Lilia agrees it’s a good plan. One that requires complicated setup: for Freedom herself, ‘Wished into the immediate vicinity of a pit fiend’ will probably do for taking her prisoner, but if you’re not wasting the opportunity to grab seventeen other people then you want to make sure you can secure them if you get them, and the list is going to include people like Morgethai who wear a wizard’s hat and can’t merely be dropped right into an antimagic field. She gets a very small team to work on it; you don't want to risk something like this leaking. 

 

Permalink

...Lilia falls asleep and into a routinely scheduled mindscape, and informs Myrabelle of this. They're going to time the Wish for mid-next-broadcast so it's harder for the show to hide by getting an imitator.
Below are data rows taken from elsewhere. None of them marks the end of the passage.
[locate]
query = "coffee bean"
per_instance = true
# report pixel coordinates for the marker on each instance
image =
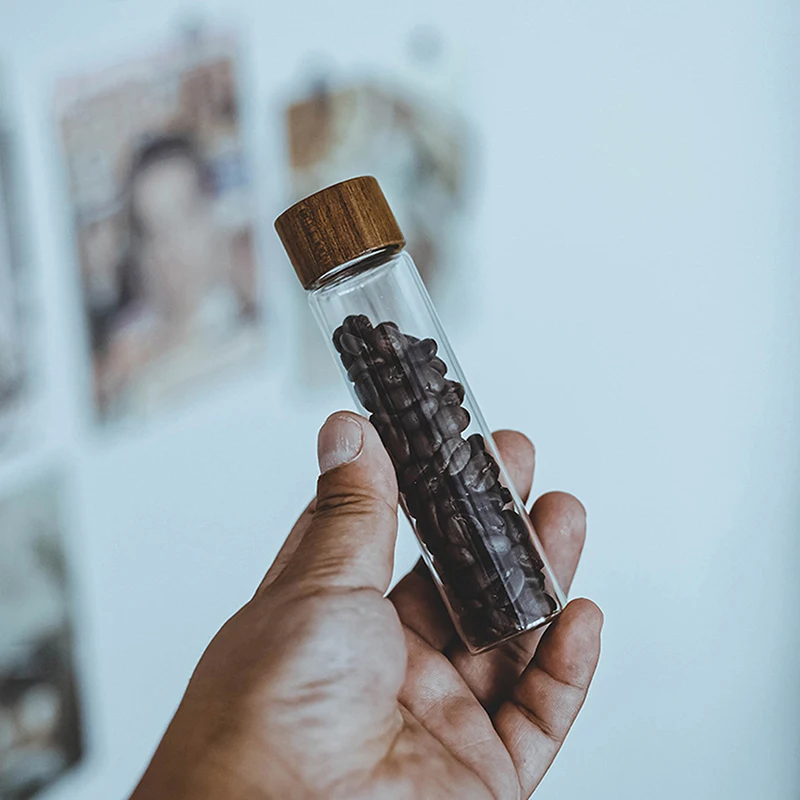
(425, 443)
(497, 544)
(421, 414)
(481, 472)
(515, 527)
(391, 374)
(429, 380)
(422, 351)
(450, 487)
(453, 394)
(453, 455)
(451, 420)
(439, 365)
(388, 340)
(352, 344)
(358, 325)
(368, 393)
(514, 582)
(459, 555)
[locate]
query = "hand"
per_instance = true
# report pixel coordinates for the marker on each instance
(323, 687)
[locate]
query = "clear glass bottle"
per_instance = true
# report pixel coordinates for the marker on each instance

They're going to try for, in addition to the little brat, Morgethai and Cansellarion and Galt's Cyprian and some of his marshals and Andoran's Supreme Elect, Codwin, and some Andoren generals and leaders, and a half-dozen prominent Chelish defectors and Catherine de Litran and a couple noted political philosophers and one of Abrogail's distant cousins who defected and is in hiding somewhere.

 

She gives Myrabelle the whole list because sometimes Myrabelle may want to adjust the results of such matters, though in this case she doesn't really expect any adjustments, certainly not for the benefit of very stupid teenage girls. They're not in the saving brave idiots from the consequences of their decisions business.

Permalink

Well that can't be allowed to happen. Myrabelle has no adjustments for Lilia to make, but she's going to make sure some of the parties are alerted and Lilia should make sure she's covered in case Cheliax learns that this leaked.